For those who don't know what HB 920 does, when a school district initially passes a levy it generates a certain amount of money for the school district. In extremely broad terms, the amount of money the levy generates in that first year is all it will ever generate in any later year.
While your home goes up in value, your tax rate goes down over time to keep the money the levy generates at the same dollar level. In the mean time, school expenses are growing about as fast as property values. The impact of the law, over time, is that this main source of income for the school effectively shrinks over time, as the fixed dollars generated when the levy first passed buy less and less. (In addition, most levies expire, so not only do schools have to keep going back to the voters to keep the same dollars coming in, they also have to make up the loss, in today's dollars, created by the tax rate rollback.)

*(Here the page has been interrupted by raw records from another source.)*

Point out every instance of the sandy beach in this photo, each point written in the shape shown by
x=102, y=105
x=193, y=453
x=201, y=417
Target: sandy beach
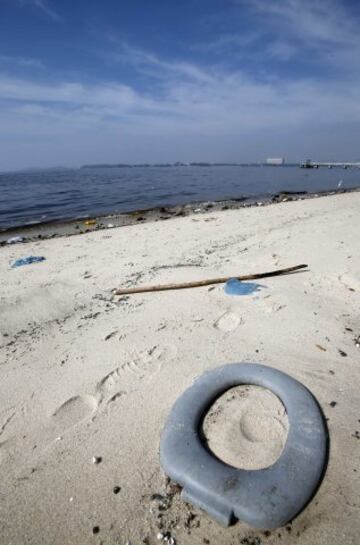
x=87, y=378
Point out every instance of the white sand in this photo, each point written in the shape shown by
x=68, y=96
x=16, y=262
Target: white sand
x=83, y=374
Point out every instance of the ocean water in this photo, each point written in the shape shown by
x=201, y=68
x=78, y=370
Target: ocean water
x=33, y=197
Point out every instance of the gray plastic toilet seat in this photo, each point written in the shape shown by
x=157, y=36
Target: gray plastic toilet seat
x=266, y=498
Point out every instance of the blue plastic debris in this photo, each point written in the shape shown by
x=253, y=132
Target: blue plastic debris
x=27, y=260
x=235, y=287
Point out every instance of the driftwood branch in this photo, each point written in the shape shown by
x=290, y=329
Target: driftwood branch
x=209, y=282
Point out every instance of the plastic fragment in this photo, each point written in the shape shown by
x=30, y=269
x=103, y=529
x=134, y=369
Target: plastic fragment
x=235, y=287
x=14, y=240
x=27, y=260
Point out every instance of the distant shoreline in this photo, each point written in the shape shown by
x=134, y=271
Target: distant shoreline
x=74, y=226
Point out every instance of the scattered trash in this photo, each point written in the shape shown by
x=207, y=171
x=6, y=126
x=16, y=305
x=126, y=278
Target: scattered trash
x=235, y=287
x=27, y=260
x=166, y=538
x=110, y=335
x=14, y=240
x=97, y=459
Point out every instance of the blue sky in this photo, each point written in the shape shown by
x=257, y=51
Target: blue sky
x=161, y=80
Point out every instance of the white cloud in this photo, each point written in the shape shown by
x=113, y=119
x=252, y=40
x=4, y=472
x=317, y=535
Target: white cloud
x=322, y=31
x=43, y=6
x=24, y=62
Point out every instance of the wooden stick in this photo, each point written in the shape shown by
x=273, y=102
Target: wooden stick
x=198, y=283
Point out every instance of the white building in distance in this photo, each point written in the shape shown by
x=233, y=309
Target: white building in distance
x=275, y=161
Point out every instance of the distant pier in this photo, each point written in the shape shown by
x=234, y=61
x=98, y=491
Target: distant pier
x=315, y=164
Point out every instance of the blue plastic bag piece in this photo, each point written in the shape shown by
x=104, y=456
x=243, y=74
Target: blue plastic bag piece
x=235, y=287
x=27, y=260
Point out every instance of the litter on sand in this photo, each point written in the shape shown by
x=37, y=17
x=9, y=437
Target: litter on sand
x=208, y=282
x=235, y=287
x=27, y=260
x=14, y=240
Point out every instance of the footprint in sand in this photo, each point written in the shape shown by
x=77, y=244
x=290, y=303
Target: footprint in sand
x=137, y=366
x=74, y=410
x=228, y=322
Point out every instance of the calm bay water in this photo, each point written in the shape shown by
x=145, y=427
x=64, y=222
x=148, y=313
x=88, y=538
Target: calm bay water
x=42, y=196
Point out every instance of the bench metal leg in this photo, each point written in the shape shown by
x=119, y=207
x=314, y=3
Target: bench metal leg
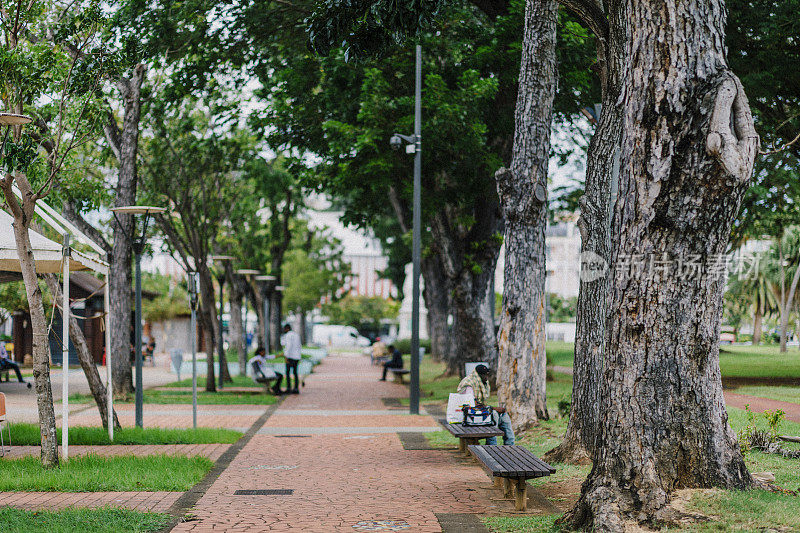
x=508, y=488
x=522, y=495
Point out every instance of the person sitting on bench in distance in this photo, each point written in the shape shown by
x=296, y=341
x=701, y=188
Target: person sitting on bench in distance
x=263, y=373
x=477, y=383
x=7, y=364
x=395, y=362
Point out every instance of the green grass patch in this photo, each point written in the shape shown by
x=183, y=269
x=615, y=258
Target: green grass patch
x=28, y=434
x=93, y=473
x=166, y=397
x=107, y=520
x=783, y=394
x=521, y=524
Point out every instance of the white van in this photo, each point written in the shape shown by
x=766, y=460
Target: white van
x=338, y=336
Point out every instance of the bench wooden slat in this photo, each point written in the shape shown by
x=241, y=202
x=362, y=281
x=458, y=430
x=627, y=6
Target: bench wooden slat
x=512, y=461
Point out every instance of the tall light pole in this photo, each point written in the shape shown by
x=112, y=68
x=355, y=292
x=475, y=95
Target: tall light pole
x=414, y=146
x=193, y=336
x=266, y=281
x=221, y=282
x=248, y=273
x=137, y=243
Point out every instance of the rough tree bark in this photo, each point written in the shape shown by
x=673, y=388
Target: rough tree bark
x=96, y=386
x=236, y=299
x=124, y=143
x=436, y=294
x=686, y=157
x=23, y=212
x=595, y=228
x=522, y=189
x=469, y=255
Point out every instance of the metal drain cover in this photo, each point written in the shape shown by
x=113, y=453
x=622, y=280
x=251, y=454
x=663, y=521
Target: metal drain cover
x=265, y=492
x=381, y=525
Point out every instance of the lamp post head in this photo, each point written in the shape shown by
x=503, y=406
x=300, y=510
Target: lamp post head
x=11, y=119
x=138, y=210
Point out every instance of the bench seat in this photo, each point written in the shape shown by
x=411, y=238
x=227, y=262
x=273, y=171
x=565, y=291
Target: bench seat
x=467, y=435
x=512, y=463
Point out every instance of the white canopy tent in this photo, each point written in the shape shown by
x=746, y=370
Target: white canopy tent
x=50, y=258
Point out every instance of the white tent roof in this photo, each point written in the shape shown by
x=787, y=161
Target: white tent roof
x=46, y=253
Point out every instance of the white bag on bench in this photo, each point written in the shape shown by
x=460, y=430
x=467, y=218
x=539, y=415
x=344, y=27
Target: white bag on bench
x=454, y=403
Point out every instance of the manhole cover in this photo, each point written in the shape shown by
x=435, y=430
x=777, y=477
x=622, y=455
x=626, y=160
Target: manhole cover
x=381, y=525
x=266, y=492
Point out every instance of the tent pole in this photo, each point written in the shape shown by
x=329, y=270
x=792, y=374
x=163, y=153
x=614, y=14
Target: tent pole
x=109, y=385
x=65, y=353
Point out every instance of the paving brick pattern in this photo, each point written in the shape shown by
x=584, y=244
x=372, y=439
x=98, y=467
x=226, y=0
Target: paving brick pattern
x=343, y=478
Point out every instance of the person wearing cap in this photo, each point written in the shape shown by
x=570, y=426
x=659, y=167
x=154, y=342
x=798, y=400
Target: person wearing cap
x=477, y=384
x=291, y=350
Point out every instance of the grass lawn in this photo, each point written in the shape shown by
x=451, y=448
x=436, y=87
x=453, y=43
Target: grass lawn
x=106, y=520
x=183, y=397
x=94, y=473
x=784, y=394
x=28, y=434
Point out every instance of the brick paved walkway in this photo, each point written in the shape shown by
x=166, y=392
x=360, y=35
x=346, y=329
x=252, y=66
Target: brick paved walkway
x=354, y=470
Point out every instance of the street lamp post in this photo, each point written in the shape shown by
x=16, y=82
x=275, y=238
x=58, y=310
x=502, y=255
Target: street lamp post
x=248, y=273
x=193, y=337
x=138, y=247
x=414, y=146
x=221, y=282
x=267, y=280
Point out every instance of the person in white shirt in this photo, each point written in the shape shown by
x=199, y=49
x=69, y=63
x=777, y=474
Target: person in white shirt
x=263, y=373
x=291, y=350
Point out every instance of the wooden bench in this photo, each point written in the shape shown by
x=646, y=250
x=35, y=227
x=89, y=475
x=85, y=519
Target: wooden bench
x=399, y=373
x=470, y=434
x=509, y=464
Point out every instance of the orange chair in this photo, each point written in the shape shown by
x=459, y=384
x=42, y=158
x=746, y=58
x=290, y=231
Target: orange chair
x=4, y=423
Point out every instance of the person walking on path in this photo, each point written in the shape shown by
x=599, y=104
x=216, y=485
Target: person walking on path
x=7, y=364
x=477, y=384
x=395, y=362
x=264, y=374
x=291, y=351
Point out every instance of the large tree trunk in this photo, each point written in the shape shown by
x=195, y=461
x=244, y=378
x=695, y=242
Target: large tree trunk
x=522, y=189
x=436, y=294
x=686, y=157
x=96, y=386
x=595, y=228
x=23, y=216
x=757, y=323
x=235, y=298
x=469, y=255
x=124, y=144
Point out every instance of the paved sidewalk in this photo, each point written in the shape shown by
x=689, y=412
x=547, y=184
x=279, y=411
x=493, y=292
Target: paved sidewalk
x=335, y=446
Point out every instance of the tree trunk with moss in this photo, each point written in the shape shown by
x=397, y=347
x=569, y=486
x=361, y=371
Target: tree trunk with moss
x=686, y=158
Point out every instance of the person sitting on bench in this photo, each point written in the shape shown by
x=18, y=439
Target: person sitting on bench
x=7, y=364
x=477, y=383
x=395, y=362
x=263, y=373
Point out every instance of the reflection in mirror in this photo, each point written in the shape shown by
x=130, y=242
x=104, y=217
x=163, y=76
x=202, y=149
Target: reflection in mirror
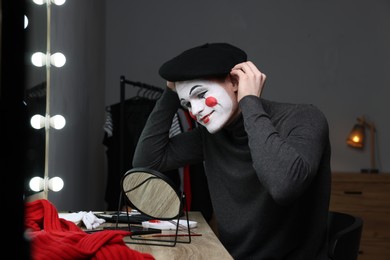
x=152, y=193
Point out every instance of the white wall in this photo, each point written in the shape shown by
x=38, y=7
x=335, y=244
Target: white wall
x=334, y=54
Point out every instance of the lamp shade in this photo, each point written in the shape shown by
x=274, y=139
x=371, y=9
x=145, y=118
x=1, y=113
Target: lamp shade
x=356, y=136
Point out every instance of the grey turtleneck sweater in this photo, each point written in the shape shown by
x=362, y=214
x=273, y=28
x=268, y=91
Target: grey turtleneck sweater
x=268, y=174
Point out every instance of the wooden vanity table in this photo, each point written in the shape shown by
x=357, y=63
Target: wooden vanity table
x=206, y=246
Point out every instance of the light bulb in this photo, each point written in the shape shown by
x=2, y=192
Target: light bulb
x=57, y=122
x=36, y=184
x=39, y=2
x=58, y=2
x=58, y=59
x=38, y=59
x=25, y=22
x=56, y=184
x=37, y=121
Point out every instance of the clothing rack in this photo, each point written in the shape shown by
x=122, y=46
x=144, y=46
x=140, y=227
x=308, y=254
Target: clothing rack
x=123, y=83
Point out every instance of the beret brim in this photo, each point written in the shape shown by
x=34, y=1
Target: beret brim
x=207, y=60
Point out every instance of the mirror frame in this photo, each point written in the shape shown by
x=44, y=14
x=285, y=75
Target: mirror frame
x=170, y=190
x=174, y=191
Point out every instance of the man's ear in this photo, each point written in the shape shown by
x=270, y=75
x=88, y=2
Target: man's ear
x=234, y=82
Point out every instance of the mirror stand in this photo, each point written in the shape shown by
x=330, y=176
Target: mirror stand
x=154, y=195
x=162, y=239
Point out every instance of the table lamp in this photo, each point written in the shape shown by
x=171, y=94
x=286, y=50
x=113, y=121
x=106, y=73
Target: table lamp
x=357, y=137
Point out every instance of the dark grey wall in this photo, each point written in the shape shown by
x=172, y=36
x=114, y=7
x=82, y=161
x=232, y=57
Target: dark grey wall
x=333, y=54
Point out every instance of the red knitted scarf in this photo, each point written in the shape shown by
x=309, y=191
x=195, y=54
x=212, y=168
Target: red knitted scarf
x=56, y=238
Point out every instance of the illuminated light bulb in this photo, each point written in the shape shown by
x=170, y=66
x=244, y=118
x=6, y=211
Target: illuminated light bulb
x=57, y=122
x=356, y=139
x=58, y=59
x=38, y=59
x=56, y=184
x=58, y=2
x=37, y=121
x=25, y=22
x=36, y=184
x=39, y=2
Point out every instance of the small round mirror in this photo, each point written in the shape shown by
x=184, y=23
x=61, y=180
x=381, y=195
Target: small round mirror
x=151, y=193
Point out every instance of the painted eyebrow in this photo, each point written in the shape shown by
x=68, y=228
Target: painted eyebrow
x=194, y=87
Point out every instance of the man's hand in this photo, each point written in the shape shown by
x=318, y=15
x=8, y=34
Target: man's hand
x=171, y=85
x=250, y=80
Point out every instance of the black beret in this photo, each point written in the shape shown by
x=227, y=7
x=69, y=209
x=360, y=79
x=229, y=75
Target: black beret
x=207, y=60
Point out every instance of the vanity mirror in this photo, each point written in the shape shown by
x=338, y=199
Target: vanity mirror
x=154, y=194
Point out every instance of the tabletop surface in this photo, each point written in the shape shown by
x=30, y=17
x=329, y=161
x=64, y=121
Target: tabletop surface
x=205, y=245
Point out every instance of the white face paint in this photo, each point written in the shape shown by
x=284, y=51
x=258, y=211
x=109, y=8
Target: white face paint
x=208, y=102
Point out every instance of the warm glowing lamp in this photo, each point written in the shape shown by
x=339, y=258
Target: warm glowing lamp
x=357, y=137
x=40, y=59
x=44, y=184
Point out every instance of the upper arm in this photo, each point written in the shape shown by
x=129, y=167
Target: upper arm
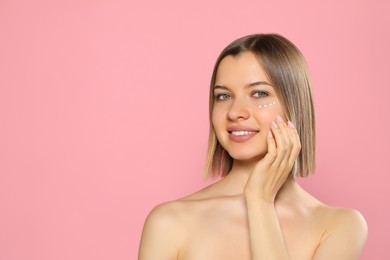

There are three kinds of levies schools can seek. Omitting details for the sake of simplicity, assuming there was a 1% levy in place and at the time it was passed your home was worth $80,000. Now, 10 years later, your home is worth $120,000.
- Renewal Levy: At 1%, in the year it passed, you would have owed $800 a year. At 10 years, in order to keep the amount of money you owe the same, the rate is adjusted downward to 2/3 % (2/3% of $120,000 = $800). This downward adjustment applies to the original levy (which is also periodically adjusted during its life) and to any renewal of that levy. Typical campaign literature will promote the fact that this is not a new tax, or that this levy will not cost you any more money.
- Replacement Levy: A replacement levy allows the school to reset the tax rate to catch up to inflation. A 1% replacement levy will now generate $1200 (1% of your now $120,000 home). Even though your tax is now $1200, it is only $400 more than you are currently paying - which is how the school districts will likely advertise it - an increase of only $400/year for the average homeowner).
- New Levy: The most drastic option is a new levy. A 1% new levy would generate $1200 a year in new money to the schools. Just as a replacement levy is a harder sell than a renewal levy, a new levy is a harder sell than a replacement levy, because the entire $1200 (in our 1% example) is a new cost to the voters, rather than just the bump up from whatever was already being collected.
Those concerned about details, who understand HB 920, will recognize that this is a gross simplification and I have deliberately avoided too many terms I would need to explain. It is faithful to the underlying concepts which most of us don't really understand. I think the general lack of understanding that schools steadily lose spending power, as the tax rate is rolled back because of this law, contributes to the complaints that the schools need to stop asking for "more" money.
And, FWIW, I agree that as long as property taxes are the main source of income for the schools, HB 920 needs to be repealed.